18. University of Bristol Botanical Gardens
This pretty Botanical gardens in the centre of Bristol has over 4,500 plant species spread over five acres! You won’t find this range or diversity in plant life anywhere else in the city.
From their Evolutionary Dell to rare threatened plans, medicinal herb gardens and Mediterranean collections there will be no end to explore.
The most Instagrammable place here would be their glasshouses that will transport you to the Amazon with the Great Amazon Waterlily. Plus, you can see a Cacao (chocolate) tree that was prized by the Aztecs. There are also a great many cacti and succulents to admire too.
These are now located in Stokes Bishop in Bristol and tickets are £7 an adult. Click here for opening times.
Use this helpful map of photography spots in Bristol!
How to get around these Instagram spots in Bristol
Bristol is really easily accessible on foot and many of the spots in the list are in reasonable walking distance in the city.
This is by far the best way to explore as there is so much that you can see and find on the way. From hidden alleyways, steps, museums and many pubs, cafés and shops.
But, there are also a wealth of buses, trains and taxis that will be able to take you around should you not wish to walk. Plus, there is always Uber too!
My biggest tips would be to make sure to take breaks and wear some good walking shoes. Bristol is very hilly, with lots of steep streets and so you’ll need something comfy.
Looking for more things to do in Bristol?
Beyond the Instagram shots, Bristol is one of the most amazing cities in the UK with so many unique things to do.

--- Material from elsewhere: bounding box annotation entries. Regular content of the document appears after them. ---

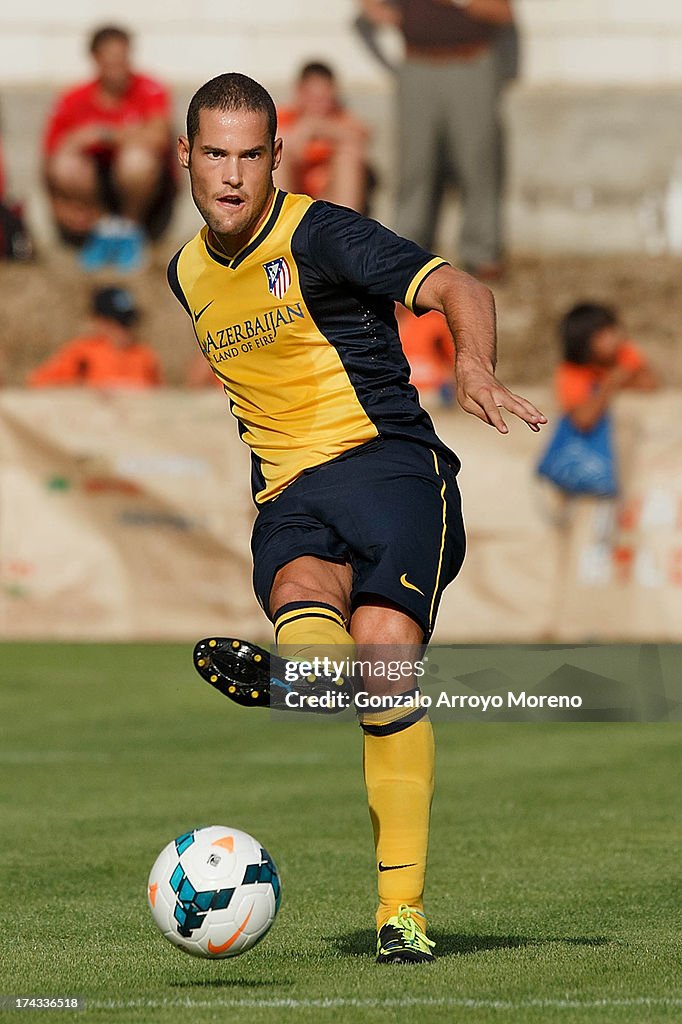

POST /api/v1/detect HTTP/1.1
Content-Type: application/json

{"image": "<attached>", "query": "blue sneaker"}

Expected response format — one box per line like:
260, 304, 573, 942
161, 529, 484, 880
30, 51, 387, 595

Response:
114, 225, 144, 271
79, 227, 116, 270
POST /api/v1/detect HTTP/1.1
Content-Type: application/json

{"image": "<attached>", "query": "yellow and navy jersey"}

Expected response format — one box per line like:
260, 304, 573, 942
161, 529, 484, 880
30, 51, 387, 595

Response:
168, 189, 454, 504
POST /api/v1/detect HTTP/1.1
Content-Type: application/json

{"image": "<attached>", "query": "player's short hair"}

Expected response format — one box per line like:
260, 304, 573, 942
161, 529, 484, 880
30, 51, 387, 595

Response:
187, 72, 278, 148
298, 60, 336, 82
559, 302, 619, 366
88, 25, 131, 54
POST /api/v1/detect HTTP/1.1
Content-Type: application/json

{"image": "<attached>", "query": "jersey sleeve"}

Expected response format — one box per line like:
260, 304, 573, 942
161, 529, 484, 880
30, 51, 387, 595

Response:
305, 202, 447, 312
166, 247, 191, 319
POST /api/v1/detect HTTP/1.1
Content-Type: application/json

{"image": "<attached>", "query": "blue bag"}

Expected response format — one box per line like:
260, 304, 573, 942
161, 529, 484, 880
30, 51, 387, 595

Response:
537, 414, 619, 498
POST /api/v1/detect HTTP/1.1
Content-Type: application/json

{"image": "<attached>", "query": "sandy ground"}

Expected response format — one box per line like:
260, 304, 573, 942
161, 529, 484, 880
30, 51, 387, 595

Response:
0, 244, 682, 386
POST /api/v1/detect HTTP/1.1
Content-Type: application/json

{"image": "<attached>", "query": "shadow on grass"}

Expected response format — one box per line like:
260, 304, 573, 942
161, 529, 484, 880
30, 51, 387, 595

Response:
327, 928, 609, 957
169, 977, 293, 988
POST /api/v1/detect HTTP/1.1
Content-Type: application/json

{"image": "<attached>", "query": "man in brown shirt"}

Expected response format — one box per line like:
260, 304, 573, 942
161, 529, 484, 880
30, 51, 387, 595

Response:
360, 0, 512, 281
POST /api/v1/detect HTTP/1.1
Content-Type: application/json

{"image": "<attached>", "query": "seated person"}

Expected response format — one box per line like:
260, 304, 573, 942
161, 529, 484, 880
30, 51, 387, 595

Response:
395, 305, 455, 406
274, 61, 374, 213
27, 288, 162, 388
44, 26, 176, 270
555, 302, 658, 431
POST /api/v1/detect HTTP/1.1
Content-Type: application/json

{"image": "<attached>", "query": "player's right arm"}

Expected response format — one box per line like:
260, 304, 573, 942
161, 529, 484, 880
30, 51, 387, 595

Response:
415, 265, 547, 434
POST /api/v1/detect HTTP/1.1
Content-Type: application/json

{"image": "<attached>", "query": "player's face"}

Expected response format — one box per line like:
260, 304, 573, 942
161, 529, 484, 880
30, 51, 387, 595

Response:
178, 110, 282, 255
92, 39, 131, 95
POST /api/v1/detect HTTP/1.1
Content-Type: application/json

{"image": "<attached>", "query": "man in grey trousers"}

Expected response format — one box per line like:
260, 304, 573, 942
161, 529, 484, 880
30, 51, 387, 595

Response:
361, 0, 512, 282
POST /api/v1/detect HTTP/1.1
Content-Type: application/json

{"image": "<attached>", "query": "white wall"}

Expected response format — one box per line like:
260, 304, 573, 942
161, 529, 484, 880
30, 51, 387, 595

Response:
0, 0, 682, 89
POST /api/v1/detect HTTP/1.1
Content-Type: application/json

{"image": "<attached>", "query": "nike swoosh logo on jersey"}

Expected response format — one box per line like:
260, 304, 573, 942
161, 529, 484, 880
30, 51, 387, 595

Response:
191, 299, 215, 324
400, 572, 426, 597
379, 860, 417, 871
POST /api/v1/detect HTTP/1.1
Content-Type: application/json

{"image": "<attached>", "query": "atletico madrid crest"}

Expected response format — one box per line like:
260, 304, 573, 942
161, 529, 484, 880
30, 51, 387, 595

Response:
263, 256, 291, 299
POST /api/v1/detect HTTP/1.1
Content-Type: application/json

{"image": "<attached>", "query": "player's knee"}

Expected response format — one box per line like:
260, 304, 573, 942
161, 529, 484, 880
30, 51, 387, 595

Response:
270, 580, 348, 615
350, 602, 424, 647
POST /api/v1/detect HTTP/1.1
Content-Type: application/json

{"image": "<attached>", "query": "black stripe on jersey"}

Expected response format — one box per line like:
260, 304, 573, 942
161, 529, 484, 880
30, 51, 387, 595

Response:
225, 393, 266, 503
291, 203, 448, 458
412, 260, 450, 307
166, 246, 191, 316
204, 188, 287, 270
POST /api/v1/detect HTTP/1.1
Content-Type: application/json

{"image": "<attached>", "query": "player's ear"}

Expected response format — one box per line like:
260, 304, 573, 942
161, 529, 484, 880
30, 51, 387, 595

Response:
177, 135, 189, 168
272, 138, 282, 171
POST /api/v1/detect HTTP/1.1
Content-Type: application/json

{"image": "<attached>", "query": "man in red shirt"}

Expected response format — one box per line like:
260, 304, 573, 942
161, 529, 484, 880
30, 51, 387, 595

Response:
27, 288, 162, 388
44, 26, 175, 269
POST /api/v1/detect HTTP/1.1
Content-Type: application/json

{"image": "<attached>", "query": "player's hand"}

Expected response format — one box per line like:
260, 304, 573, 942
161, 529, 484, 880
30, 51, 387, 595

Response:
457, 364, 547, 434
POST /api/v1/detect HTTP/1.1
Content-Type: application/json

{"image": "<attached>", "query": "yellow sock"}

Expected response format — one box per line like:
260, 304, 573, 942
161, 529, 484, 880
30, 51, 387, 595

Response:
274, 601, 353, 660
363, 717, 434, 929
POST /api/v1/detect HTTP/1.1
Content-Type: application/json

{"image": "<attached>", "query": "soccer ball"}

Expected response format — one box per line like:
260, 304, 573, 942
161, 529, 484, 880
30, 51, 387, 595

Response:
146, 825, 282, 959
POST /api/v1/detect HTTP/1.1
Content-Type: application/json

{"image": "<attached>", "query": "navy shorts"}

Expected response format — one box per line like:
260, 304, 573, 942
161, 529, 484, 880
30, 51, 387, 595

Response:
251, 438, 465, 639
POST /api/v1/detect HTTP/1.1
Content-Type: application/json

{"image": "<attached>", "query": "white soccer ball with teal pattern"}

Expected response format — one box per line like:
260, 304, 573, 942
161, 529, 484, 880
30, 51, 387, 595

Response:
146, 825, 282, 959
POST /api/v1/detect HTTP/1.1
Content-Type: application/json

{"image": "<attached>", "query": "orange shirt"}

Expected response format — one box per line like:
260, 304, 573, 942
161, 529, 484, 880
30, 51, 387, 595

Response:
28, 335, 161, 388
555, 341, 646, 413
278, 106, 366, 199
397, 307, 455, 391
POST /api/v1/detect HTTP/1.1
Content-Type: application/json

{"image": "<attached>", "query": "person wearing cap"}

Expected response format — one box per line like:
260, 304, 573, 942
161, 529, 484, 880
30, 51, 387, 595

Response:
27, 288, 162, 388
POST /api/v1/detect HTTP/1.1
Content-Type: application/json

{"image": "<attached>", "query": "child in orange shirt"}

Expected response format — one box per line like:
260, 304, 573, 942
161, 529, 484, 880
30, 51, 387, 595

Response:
555, 302, 658, 431
28, 288, 162, 388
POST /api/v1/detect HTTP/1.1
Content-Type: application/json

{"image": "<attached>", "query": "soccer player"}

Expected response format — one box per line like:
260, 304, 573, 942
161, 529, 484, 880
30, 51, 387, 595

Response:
168, 74, 546, 963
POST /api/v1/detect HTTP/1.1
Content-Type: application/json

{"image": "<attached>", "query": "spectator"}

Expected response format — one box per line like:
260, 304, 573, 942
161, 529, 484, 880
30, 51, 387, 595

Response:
360, 0, 512, 282
556, 302, 657, 431
278, 61, 373, 213
183, 351, 224, 390
28, 288, 162, 388
44, 26, 175, 270
396, 305, 455, 406
537, 302, 657, 503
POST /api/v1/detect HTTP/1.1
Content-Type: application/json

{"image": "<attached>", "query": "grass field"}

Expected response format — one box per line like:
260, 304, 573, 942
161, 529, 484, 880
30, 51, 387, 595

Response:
0, 644, 682, 1024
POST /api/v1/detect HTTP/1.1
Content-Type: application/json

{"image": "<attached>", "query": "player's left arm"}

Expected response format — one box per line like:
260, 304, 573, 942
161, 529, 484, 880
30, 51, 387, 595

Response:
415, 265, 547, 434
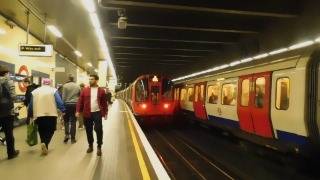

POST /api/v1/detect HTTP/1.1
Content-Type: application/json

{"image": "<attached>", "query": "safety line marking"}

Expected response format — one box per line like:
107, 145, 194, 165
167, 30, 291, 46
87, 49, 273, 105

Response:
126, 106, 151, 180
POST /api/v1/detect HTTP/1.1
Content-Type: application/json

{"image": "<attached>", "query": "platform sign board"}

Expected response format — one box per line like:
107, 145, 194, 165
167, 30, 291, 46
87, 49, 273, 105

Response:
19, 44, 53, 57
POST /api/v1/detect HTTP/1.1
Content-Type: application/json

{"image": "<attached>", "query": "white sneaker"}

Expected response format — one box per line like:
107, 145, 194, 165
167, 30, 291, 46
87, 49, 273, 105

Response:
41, 143, 48, 155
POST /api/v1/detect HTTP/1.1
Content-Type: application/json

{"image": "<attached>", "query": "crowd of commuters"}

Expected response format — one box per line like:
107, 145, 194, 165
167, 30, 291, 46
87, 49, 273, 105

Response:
0, 66, 112, 159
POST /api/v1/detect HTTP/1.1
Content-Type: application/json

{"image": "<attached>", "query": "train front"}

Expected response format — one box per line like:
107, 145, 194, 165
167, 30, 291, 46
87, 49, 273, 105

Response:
132, 75, 174, 121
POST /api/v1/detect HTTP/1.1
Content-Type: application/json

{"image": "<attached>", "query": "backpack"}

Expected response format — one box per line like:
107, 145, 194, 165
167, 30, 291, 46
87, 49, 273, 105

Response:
0, 83, 13, 115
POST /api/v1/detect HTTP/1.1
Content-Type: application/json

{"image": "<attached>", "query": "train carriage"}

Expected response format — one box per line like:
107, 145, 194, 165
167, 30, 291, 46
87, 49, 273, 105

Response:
174, 44, 320, 155
117, 75, 175, 120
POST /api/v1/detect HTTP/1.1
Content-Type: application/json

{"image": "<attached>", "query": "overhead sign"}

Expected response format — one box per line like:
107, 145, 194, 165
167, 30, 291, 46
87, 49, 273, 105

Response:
54, 67, 66, 72
19, 44, 53, 56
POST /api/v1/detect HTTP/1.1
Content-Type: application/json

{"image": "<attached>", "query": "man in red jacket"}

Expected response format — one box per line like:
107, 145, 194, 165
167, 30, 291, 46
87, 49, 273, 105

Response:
76, 75, 108, 156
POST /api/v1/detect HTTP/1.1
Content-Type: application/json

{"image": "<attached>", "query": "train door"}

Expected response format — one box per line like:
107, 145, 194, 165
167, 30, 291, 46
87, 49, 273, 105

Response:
251, 72, 273, 137
174, 88, 180, 112
193, 82, 208, 120
238, 75, 254, 133
238, 72, 273, 137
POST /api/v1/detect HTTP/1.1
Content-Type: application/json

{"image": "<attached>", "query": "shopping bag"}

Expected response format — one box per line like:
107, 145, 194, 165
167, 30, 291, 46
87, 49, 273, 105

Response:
26, 122, 38, 146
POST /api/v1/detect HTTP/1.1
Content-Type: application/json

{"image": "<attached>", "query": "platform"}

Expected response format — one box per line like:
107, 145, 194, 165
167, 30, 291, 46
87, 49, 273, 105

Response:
0, 100, 168, 180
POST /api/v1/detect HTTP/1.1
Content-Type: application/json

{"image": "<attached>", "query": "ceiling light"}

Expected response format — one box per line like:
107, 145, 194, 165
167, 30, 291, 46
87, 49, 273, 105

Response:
74, 50, 82, 57
90, 13, 100, 29
47, 25, 62, 38
229, 61, 241, 66
240, 58, 253, 63
218, 64, 229, 70
87, 63, 92, 67
269, 48, 288, 55
82, 0, 96, 13
289, 41, 314, 50
0, 28, 7, 35
253, 53, 269, 59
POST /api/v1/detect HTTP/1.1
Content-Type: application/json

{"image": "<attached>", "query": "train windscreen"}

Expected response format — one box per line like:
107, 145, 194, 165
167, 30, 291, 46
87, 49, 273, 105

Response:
136, 78, 149, 102
161, 78, 173, 100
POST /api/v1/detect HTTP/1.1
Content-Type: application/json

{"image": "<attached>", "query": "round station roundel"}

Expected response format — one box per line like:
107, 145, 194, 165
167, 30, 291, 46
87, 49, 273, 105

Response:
18, 65, 29, 92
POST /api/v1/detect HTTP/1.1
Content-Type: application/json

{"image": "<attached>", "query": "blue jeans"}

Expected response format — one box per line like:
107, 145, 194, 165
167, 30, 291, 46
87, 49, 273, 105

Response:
83, 111, 103, 148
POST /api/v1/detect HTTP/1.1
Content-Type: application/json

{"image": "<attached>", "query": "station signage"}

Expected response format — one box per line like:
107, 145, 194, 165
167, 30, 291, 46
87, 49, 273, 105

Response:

Plus, the good news is most of them are absolutely FREE which make it a great budget day out!
If you wanted to explore some free museums, you have the Red Lodge, The Georgian Museum and the Bristol Art Gallery Museum (with more Banksy)!
If you wanted to go shopping, Park Street is a good choice with its vintage shops or try Cabot Circus for your High Street brands.
Festivals make a great time to visit Bristol and you’ll find a Balloon Fiesta, Harbourside Festival and the lively St Paul’s Carnival.
Or, you can explore some different areas outside of the centre of Bristol. Like a ramble around Leigh Woods, Ashington Court deer park or Blaise Castle, an magical folly.
Where to stay in Bristol
On my recent visit to Bristol, I stayed over in the luxurious Berkeley Suites. Set in an enchanting Georgian crescent, I had my own apartment for the night in the city centre!
It had a en-suite bathroom, double bedroom, plus an open plan living room and kitchen with all the amenities I could wish for.
But, it wasn’t all self-catering. These apartments give you your own private living space while still having access to the facilities of a normal hotel. So, you still get breakfast and room service from the Berkeley Square nearby.
Inside my room, I had a welcome basket of goodies plus a welcome drink of classic Bristol Cream Sherry. Also, I had my own visual art gallery on the TV. It was the perfect place for a luxury staycation.